/Algo_Cluster_Infrastructure

This is a set of Ansible Playbooks for setting up a Kubernetes environment to support the Algorithm Development proof-of-concept.

Primary LanguageShellMIT LicenseMIT

Build a DevSecOps Kubernetes cluster using Rancher via Ansible

Author: JD Black

Introduction

During the ongoing COVID pandemic I've been working from home and trying to use this as an opportunity to focus on learning. I've spent the a few hours each day over the past few weeks trying to setup a simple Kubernetes cluster (with great frustration and many restarts). This is what I finally settled on for my low power environment using 3 AtomicPi servers and 4 Rasbperry Pi servers. Here I'm focused on the x86 solution and only using the Raspberry Pis for support infrastrcuture (i.e. providing an NFS server). I may build out the Raspberry Pi servers to something more interesting in the future.

Atomic Pi (x86) Kubernetex Cluster

The x86 Atomic Pi cluster consists of 3 single board computers (SBC). Originally I was using Ubuntu Server 18.04 and everything seemed to work quite well, but since our industry is so Red Hat centric I though it best to restart using Centos 7.

I should say this was not my original approach. Given the very limited resources on the AtomicPi SBC, I wanted to run a K3S cluster. The K3S project does provide an ansible deployment solution in their GitHub repository, but I was never able to get it working under Centos 7. My experience showed the K3S Ansible playbooks work great on the Raspberry Pis running Raspbian (Debian derivitave) so I fought it for quite a while before making a change in my approach. In the end, I settled on using Rancher for my x86 Kubernetes cluster.

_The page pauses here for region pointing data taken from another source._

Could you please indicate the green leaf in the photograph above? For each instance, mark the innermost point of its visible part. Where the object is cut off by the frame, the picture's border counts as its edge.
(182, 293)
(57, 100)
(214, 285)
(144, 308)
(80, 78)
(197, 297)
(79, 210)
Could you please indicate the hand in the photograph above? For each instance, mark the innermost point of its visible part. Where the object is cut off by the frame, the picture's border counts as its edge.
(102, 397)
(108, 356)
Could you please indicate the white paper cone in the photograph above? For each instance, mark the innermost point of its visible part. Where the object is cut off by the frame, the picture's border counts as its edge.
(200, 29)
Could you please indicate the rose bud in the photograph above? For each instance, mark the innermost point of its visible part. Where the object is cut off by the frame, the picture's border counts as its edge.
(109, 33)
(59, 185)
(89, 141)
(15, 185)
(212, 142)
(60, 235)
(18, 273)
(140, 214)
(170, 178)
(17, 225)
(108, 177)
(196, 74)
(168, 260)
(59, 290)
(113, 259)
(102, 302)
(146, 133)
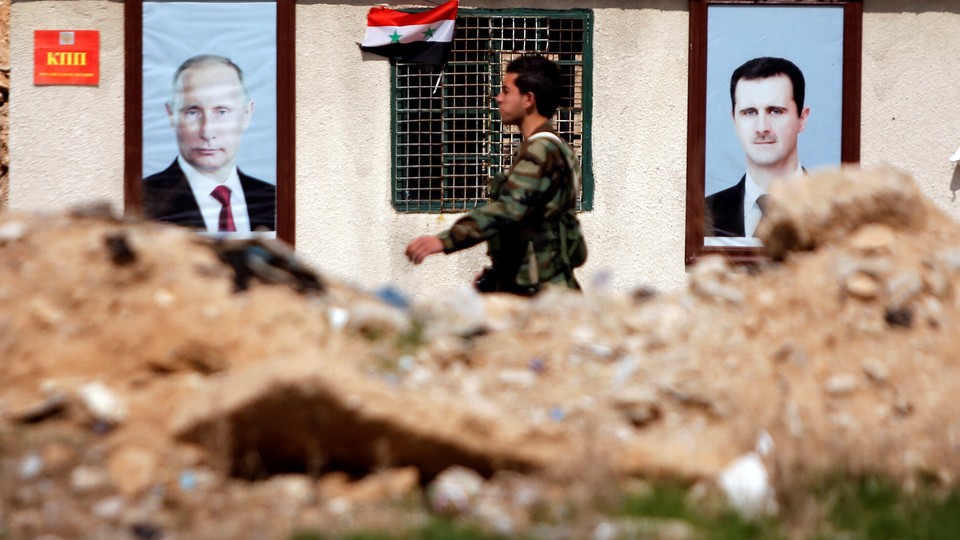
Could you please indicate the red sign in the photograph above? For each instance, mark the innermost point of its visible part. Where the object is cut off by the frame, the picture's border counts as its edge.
(66, 57)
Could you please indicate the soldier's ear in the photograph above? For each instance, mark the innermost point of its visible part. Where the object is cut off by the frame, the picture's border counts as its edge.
(530, 101)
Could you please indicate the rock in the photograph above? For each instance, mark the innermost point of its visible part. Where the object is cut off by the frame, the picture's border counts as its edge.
(876, 370)
(519, 378)
(841, 384)
(86, 478)
(338, 317)
(872, 239)
(460, 312)
(31, 466)
(58, 457)
(102, 403)
(863, 286)
(638, 405)
(293, 488)
(902, 288)
(38, 410)
(377, 318)
(820, 208)
(385, 485)
(453, 492)
(11, 231)
(109, 507)
(746, 484)
(132, 469)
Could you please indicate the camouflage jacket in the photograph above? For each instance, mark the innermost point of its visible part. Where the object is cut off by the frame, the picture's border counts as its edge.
(530, 219)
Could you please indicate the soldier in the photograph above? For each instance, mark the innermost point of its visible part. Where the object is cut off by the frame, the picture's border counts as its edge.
(530, 224)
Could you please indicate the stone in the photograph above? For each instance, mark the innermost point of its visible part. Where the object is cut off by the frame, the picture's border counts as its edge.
(903, 287)
(863, 286)
(11, 231)
(453, 492)
(87, 478)
(747, 486)
(872, 239)
(377, 318)
(841, 384)
(293, 488)
(102, 403)
(876, 370)
(109, 507)
(132, 469)
(58, 457)
(31, 466)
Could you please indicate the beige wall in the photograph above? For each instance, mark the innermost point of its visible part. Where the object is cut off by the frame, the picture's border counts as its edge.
(67, 142)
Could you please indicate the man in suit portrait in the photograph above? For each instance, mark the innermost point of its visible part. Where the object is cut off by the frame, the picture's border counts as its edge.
(209, 108)
(768, 115)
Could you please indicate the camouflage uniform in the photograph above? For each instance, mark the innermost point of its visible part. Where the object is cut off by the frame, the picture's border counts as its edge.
(530, 224)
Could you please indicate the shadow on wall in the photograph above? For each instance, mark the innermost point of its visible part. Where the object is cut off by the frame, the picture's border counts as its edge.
(955, 183)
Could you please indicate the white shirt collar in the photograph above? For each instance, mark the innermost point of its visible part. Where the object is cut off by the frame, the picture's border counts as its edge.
(202, 185)
(752, 192)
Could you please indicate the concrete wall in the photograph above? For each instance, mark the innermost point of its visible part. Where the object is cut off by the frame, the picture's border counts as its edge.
(67, 142)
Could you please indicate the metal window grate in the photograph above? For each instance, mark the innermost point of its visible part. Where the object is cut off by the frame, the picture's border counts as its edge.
(449, 140)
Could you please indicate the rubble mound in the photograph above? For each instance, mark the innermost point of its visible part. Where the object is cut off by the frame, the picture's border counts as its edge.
(155, 378)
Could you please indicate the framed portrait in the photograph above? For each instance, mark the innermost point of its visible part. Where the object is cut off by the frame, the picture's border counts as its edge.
(209, 115)
(774, 92)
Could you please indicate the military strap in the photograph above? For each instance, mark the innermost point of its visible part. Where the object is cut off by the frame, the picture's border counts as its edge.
(564, 249)
(573, 171)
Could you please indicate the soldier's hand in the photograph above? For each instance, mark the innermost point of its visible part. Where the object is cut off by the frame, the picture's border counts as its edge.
(422, 247)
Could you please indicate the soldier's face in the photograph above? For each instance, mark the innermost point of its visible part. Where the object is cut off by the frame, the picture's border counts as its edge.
(512, 103)
(210, 114)
(767, 122)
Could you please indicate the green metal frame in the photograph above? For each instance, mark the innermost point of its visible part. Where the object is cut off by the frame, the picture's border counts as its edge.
(586, 203)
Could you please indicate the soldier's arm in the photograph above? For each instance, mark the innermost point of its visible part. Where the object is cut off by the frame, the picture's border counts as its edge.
(522, 190)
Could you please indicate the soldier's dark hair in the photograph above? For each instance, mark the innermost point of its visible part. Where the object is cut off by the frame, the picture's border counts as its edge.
(542, 77)
(765, 67)
(204, 60)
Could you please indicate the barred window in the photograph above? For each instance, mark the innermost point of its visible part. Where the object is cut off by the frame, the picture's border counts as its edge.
(448, 139)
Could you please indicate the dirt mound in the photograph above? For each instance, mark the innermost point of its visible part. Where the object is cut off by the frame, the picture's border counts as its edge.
(153, 378)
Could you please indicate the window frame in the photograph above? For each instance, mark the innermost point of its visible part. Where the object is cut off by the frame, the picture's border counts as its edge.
(587, 182)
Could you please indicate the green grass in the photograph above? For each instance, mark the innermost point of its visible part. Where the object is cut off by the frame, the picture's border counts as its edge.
(848, 508)
(439, 529)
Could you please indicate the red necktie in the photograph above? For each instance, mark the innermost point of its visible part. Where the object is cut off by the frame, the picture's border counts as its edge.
(222, 194)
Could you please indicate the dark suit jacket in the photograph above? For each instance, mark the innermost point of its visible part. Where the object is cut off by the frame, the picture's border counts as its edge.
(724, 212)
(167, 197)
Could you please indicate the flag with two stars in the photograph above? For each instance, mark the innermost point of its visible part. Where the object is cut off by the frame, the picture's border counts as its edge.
(411, 37)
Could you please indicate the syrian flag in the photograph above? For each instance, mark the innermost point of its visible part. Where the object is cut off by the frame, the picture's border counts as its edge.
(411, 37)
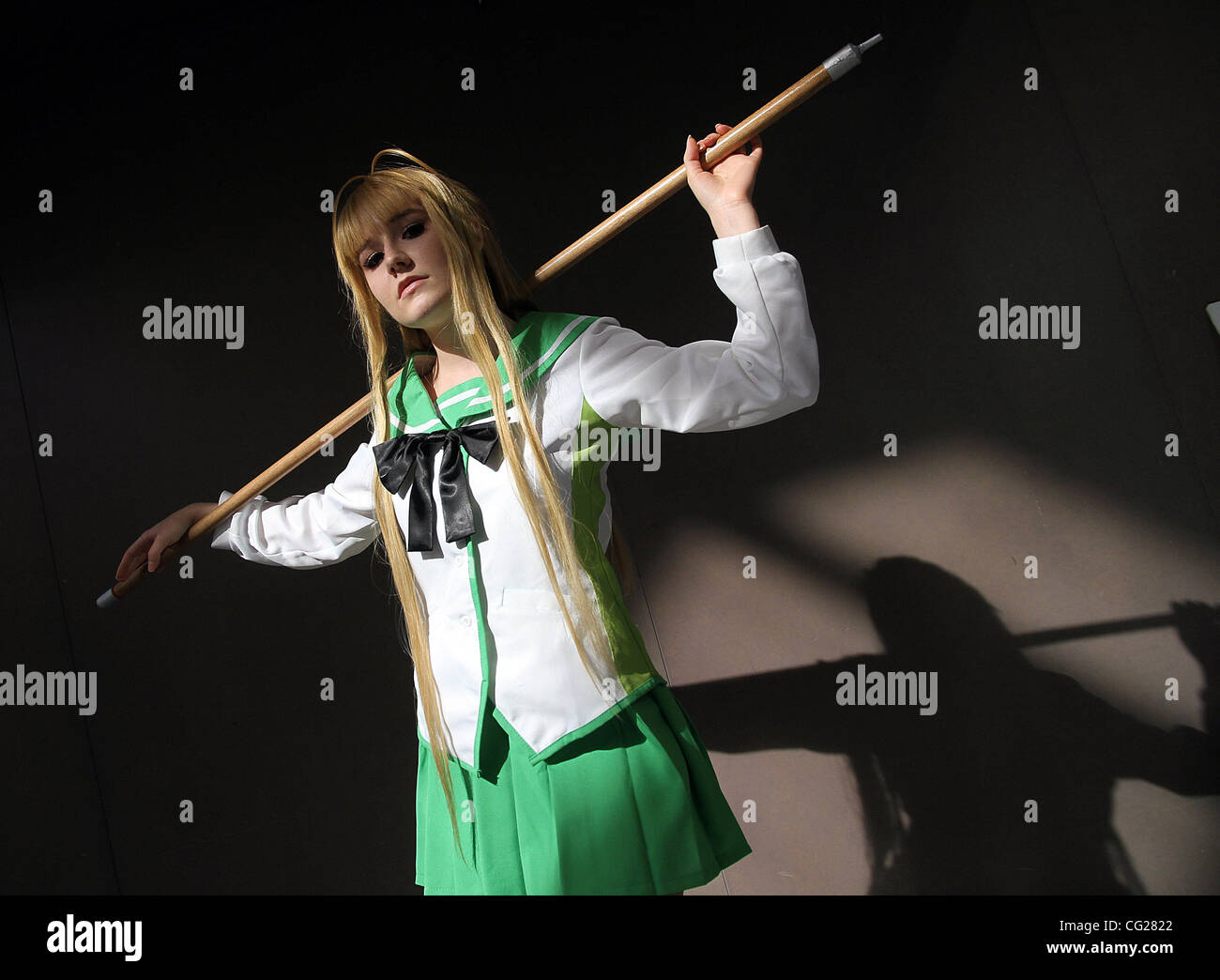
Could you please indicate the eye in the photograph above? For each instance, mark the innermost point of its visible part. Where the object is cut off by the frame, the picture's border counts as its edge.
(374, 260)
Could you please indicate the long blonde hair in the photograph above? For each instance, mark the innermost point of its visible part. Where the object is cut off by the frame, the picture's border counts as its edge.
(487, 289)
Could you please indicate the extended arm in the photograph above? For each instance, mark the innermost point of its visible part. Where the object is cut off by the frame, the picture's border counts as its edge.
(308, 531)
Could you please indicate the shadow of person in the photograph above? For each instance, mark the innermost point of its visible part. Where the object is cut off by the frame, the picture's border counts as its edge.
(995, 776)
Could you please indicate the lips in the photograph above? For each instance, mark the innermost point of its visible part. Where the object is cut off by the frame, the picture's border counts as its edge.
(403, 285)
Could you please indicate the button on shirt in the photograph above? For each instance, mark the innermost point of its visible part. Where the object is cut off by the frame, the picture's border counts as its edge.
(496, 635)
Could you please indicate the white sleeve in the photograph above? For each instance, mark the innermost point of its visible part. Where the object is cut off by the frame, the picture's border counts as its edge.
(768, 370)
(308, 532)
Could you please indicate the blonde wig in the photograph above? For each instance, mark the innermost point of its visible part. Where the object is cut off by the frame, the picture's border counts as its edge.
(486, 285)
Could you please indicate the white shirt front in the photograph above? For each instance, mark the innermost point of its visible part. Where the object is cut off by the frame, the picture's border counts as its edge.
(496, 635)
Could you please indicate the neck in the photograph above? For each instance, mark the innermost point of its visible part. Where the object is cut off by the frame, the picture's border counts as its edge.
(451, 354)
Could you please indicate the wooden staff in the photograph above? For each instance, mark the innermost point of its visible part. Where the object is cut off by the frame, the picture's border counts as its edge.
(831, 69)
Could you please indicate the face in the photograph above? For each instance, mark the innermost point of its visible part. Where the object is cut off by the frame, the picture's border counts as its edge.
(407, 248)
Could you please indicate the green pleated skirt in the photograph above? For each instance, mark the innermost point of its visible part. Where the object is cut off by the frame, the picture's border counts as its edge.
(631, 808)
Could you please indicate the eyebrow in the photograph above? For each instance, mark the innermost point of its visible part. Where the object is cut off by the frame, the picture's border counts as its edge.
(399, 215)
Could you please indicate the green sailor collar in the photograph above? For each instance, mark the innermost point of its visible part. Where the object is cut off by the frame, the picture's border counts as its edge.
(541, 337)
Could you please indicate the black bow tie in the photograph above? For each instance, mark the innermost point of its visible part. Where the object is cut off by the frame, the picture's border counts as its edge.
(395, 460)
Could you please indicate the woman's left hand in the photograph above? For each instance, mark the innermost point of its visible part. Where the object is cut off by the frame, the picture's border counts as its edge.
(730, 183)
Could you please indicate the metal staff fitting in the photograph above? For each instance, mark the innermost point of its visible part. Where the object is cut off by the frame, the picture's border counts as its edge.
(831, 69)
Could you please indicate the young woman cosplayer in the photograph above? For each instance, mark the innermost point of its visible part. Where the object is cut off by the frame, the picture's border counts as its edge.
(553, 757)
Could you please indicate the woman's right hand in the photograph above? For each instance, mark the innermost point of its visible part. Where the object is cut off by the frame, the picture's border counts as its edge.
(149, 545)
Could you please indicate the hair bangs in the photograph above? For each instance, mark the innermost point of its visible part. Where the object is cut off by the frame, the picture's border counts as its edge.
(378, 198)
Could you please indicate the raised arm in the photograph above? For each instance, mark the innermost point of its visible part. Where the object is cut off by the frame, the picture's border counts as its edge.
(308, 531)
(770, 366)
(769, 369)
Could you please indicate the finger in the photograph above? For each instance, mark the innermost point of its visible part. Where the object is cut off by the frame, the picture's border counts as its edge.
(155, 554)
(132, 557)
(691, 159)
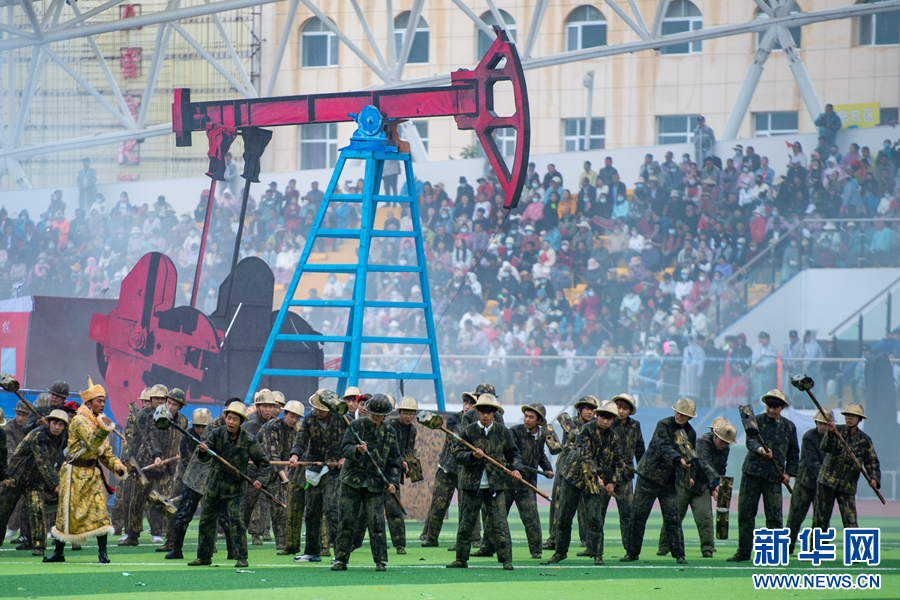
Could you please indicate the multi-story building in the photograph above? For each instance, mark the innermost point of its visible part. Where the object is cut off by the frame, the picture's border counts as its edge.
(645, 98)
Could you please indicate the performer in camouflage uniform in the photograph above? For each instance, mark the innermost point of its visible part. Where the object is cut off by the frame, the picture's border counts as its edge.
(128, 450)
(33, 469)
(709, 468)
(839, 475)
(256, 513)
(224, 488)
(15, 433)
(445, 481)
(193, 483)
(82, 511)
(319, 440)
(759, 477)
(584, 414)
(276, 438)
(59, 393)
(531, 437)
(811, 459)
(592, 469)
(632, 442)
(362, 487)
(149, 450)
(657, 471)
(482, 485)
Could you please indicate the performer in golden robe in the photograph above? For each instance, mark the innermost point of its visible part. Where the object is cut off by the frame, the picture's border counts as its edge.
(82, 512)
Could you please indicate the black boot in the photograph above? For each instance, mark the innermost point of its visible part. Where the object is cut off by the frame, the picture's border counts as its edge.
(177, 544)
(102, 557)
(58, 554)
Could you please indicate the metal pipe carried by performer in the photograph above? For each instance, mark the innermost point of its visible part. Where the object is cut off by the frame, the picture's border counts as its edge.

I also wanted to embrace DevSecOps in this configuration, so I have applied the RHEL 7 STIG profile and evaluated it. I should note that this is just a Minimum Viable Product (MVP) tackling the very basics and not necessarity following best practices of Ansible idempotency. Implementing all the details of applicable STIGs and RMF controls is more involved, but this demonstrates the ability to automate this using Ansible. When you do the bare metal install below, you will end up with a SCAP score of 22.4% with 56 STIG rules failing. If you'd like, you can check this yourself by running "ansible-playbook scan.yml --ask-become-pass" from the atomic directory. I used a Behavior Driven Development strategy here, working from my "test results" and incrementally making changes to achieve my goal of >90% SCAP score. I managed to achieve a SCAP score of 94.5% using the instructions below. After the cluster is installed using these Ansible playbooks, you can see these results for yourself in the atomic/results directory after you run "ansible-playbook scan.yml --ask-become-pass".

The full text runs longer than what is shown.